C’est en récital que l’on a retrouvé la jeune femme à la salle Cortot, dans le cadre de la saison Pro Musicis, pour un programme en lien direct avec son actualité discographique et nouvelle preuve de sa curiosité : un somptueux enregistrement (2) de Ce que l’on entend, corpus (de trois cahiers de six pièces) inspiré par la Divine Comédie de Dante que Marie Jaëll (1846-1925) termina en 1894. Réalisation fascinante par le minimalisme de son matériau de départ (les quatre premières notes du Dies iræ), le triptyque de la compositrice alsacienne peut dérouter de prime abord un public accoutumé à des pages fameuses du piano romantique ; la meilleure façon de le faire connaître est certainement de le mettre en perspective en associant de larges extraits à des compositions d’un contemporain, ami et admirateur de Marie Jaëll dont l’approche révolutionnaire du clavier a profondément marqué cette dernière : Franz Liszt.

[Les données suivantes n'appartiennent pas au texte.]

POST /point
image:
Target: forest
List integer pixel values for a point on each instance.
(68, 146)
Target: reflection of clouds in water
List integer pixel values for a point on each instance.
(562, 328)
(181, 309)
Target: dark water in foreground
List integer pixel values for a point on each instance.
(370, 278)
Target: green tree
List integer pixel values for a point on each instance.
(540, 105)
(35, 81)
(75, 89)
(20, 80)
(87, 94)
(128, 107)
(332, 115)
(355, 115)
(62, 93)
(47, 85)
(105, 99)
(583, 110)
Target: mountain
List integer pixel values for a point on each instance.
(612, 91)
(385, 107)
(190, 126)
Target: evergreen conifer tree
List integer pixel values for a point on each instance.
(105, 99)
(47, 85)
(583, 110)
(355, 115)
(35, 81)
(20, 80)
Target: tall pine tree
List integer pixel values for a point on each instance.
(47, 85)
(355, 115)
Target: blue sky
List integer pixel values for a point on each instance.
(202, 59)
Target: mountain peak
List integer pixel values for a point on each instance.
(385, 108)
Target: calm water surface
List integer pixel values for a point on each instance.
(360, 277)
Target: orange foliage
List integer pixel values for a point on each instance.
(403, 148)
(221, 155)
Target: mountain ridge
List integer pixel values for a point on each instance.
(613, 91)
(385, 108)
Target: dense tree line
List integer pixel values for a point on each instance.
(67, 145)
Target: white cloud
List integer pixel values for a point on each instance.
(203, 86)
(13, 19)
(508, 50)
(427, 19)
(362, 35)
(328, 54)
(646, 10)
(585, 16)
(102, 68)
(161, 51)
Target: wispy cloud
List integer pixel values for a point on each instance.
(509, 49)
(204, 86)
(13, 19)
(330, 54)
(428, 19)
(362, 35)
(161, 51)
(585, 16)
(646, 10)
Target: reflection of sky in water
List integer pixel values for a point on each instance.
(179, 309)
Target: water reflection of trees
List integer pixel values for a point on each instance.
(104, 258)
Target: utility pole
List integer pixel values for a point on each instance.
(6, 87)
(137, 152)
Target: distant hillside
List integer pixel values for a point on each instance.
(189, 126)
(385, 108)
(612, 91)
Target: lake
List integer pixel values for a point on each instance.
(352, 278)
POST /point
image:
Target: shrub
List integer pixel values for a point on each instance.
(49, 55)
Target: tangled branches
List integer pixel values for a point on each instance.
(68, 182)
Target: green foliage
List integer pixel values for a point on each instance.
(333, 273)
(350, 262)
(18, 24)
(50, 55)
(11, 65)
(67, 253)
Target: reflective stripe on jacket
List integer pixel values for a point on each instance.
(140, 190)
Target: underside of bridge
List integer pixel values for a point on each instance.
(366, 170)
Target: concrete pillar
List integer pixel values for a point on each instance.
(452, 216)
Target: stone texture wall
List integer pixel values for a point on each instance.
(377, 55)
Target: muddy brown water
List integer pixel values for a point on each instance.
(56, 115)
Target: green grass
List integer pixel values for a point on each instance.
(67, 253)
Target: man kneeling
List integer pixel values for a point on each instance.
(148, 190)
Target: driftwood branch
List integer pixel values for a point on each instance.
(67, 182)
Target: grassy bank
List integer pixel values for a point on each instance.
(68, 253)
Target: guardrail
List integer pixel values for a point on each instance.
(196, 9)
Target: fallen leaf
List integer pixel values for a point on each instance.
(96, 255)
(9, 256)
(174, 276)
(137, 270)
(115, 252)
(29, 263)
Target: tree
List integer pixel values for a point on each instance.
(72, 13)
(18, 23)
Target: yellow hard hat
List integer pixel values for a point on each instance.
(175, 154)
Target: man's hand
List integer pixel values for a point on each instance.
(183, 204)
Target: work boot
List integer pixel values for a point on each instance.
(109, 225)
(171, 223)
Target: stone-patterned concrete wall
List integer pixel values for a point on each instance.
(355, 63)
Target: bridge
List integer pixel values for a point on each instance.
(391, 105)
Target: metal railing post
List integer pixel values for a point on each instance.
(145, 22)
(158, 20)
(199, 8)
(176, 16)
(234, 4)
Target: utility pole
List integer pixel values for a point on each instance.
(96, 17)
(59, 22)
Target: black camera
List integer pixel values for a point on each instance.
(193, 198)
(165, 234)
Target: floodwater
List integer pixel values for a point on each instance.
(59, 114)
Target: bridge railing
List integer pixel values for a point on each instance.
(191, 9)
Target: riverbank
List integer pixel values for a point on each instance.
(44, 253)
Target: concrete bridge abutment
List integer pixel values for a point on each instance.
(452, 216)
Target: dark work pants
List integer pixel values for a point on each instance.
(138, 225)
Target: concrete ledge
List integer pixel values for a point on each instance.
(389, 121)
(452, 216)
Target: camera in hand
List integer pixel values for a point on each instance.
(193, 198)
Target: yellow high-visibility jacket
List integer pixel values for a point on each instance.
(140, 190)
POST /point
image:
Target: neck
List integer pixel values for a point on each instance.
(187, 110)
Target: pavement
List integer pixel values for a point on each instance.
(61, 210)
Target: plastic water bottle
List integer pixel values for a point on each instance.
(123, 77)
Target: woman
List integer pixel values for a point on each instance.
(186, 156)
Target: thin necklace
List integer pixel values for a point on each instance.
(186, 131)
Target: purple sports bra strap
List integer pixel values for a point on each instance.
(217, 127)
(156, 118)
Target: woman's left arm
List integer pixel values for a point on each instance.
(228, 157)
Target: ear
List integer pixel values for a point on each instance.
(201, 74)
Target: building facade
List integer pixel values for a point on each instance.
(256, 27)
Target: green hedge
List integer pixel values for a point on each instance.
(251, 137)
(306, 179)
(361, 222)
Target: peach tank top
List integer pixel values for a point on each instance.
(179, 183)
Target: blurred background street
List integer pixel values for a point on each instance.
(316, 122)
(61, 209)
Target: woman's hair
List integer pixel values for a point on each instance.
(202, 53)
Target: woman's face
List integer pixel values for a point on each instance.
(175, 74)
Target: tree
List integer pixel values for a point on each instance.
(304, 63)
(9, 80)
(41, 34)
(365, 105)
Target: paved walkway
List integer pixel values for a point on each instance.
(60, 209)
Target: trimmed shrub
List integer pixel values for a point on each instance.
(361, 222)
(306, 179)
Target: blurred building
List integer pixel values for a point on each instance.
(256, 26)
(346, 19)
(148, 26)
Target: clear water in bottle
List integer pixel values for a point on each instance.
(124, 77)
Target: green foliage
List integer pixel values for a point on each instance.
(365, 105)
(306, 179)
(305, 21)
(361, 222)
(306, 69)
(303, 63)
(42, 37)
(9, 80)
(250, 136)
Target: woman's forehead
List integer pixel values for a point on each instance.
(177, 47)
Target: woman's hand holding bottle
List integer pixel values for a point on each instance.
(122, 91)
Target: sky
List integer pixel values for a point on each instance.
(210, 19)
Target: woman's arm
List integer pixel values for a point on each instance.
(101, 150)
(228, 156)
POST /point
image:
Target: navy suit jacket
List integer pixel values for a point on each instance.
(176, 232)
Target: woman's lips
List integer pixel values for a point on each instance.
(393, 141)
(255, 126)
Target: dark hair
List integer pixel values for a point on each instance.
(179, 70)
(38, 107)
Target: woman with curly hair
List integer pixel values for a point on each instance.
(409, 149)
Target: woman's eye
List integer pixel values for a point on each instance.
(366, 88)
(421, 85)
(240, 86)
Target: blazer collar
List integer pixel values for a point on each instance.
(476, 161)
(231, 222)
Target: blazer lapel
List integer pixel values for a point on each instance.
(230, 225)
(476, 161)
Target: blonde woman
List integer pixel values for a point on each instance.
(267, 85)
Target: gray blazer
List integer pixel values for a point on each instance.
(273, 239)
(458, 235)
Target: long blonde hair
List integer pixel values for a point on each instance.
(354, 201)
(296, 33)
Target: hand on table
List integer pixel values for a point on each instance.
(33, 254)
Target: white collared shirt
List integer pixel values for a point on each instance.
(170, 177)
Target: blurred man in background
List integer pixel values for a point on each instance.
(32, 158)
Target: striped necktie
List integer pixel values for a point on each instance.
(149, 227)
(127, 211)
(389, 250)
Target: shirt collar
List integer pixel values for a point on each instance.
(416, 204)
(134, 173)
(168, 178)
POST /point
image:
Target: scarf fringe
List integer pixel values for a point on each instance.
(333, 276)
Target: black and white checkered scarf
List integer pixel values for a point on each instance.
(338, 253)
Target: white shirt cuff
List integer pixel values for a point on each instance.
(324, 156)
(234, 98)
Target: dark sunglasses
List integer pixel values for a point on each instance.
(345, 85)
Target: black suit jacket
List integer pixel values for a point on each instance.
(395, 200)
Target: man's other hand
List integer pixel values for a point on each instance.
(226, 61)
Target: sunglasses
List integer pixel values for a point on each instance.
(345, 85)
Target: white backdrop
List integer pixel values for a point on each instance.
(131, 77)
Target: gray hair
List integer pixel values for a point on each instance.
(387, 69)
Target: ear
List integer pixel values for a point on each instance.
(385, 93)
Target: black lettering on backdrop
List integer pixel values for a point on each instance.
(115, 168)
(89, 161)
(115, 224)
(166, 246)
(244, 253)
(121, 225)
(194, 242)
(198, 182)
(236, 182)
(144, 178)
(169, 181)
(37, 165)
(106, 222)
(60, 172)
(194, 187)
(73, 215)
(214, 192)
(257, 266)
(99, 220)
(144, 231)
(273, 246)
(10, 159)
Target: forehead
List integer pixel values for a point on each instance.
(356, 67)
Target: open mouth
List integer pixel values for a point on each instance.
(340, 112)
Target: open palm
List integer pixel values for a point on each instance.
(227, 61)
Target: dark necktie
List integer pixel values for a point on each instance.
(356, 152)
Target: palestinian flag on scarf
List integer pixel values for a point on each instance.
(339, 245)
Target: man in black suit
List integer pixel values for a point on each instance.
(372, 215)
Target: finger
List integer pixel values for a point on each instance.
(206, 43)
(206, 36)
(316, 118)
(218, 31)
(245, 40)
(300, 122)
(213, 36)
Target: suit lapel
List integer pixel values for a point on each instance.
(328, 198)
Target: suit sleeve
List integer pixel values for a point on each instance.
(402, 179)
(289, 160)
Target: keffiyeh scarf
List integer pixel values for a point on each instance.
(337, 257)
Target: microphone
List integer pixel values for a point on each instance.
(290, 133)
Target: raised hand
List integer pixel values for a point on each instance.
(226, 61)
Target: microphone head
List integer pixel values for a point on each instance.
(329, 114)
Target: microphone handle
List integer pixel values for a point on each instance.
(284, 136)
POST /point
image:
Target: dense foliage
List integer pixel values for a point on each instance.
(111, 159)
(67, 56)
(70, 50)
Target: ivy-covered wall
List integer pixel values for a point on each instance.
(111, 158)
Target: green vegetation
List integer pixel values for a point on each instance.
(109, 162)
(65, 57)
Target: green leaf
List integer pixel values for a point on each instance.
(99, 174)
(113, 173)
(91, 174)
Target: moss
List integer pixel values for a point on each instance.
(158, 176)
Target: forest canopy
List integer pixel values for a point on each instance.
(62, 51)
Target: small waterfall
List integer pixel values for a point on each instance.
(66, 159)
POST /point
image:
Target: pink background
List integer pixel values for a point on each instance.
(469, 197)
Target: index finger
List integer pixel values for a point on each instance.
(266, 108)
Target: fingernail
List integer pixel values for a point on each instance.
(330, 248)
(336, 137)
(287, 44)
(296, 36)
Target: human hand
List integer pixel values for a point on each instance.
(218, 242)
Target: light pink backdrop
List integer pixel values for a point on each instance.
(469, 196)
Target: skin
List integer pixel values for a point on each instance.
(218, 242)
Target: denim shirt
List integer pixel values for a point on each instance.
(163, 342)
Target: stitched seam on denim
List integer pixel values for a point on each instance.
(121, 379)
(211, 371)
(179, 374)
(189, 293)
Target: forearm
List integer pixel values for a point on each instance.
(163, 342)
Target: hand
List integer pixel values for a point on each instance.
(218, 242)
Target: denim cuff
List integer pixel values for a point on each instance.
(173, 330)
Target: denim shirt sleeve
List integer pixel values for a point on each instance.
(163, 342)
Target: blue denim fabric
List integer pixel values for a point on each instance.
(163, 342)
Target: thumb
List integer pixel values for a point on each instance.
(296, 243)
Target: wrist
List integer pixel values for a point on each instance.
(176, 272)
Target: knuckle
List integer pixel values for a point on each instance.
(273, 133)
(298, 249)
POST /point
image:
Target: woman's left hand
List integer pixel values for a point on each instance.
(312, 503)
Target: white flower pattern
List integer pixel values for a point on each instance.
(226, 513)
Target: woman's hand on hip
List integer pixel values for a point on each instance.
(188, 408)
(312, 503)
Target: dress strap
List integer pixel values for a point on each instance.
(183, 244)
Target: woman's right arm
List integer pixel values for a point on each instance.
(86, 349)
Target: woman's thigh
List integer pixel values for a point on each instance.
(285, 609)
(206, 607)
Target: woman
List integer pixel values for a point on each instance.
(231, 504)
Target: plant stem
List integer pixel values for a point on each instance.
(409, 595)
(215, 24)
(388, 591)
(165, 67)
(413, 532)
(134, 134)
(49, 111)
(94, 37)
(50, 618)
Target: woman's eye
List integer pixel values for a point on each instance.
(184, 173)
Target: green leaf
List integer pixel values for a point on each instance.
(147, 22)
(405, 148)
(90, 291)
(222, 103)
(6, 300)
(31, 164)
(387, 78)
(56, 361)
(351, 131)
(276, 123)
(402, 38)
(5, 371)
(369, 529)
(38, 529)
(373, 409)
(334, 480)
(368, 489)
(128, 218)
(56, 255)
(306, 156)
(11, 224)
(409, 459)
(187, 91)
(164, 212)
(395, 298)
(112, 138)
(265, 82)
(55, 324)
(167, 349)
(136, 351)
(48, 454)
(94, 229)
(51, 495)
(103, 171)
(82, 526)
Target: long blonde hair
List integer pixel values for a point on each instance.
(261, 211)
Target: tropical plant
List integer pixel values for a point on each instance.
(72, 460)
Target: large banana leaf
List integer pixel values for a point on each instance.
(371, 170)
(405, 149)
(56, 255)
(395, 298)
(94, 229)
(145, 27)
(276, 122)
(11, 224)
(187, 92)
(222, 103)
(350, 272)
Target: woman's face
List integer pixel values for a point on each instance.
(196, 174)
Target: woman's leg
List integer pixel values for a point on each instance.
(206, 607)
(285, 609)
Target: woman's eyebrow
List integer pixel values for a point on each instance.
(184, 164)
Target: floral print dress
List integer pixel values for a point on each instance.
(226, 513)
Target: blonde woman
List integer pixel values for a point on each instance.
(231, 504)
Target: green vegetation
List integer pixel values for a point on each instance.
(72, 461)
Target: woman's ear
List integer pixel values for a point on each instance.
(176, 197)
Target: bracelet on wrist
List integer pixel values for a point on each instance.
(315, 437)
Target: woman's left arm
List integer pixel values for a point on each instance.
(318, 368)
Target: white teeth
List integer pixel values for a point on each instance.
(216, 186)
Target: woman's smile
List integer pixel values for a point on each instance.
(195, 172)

Telle est l’option choisie par Celia Oneto Bensaid, qui entoure 12 (3) des 18 numéros de Ce que l’on entend de pages lisztiennes fameuses telles que l’Etude de concert n° 3 « Un sospiro », Aufenthalt et Ständchen, deux transcriptions de Schubert, ou bien plus rare dans le cas de l’obsessionnelle Méphisto-Valse n°3, très différente de la rebattue n° 2 et parfaitement en situation un peu avant Obsession, dernier morceau du Purgatoire jaëllien. On aura été comblé par le jeu bien timbré de Celia Oneto Bensaid, expressif mais sans surcharge dans Liszt (exemplaire Ständchen), autant que par son approche de la musique de Jaëll.
La partition est techniquement redoutable, certes, mais par-delà la maîtrise digitale que manifeste l'artiste, on admire d'abord sa compréhension intime de la musique. Plus un recoin de celle-ci ne lui échappe après l’avoir beaucoup jouée en public : comme dans son enregistrement, la pianiste récolte les fruits de cette fréquentation assidue et procure à l’auditeur une perception organique du texte musical, de l’incessante métamorphose à laquelle la compositrice soumet le matériau de départ, toujours mue par un dessein poétique. Magnétisme, souffle, puissance des images : de la Poursuite intiale de L’Enfer à la pureté apaisée de la Contemplation conclusive du Paradis – servie, comme les Voix célestes et Hymne par un toucher d’un raffinement peu commun –, en passant par un Purgatoire souvent convulsif (saisissantes Obesssions !) l’interprète installe un univers sonore dont le magnétisme, le souffle, la puissance visuelle emportent l’adhésion.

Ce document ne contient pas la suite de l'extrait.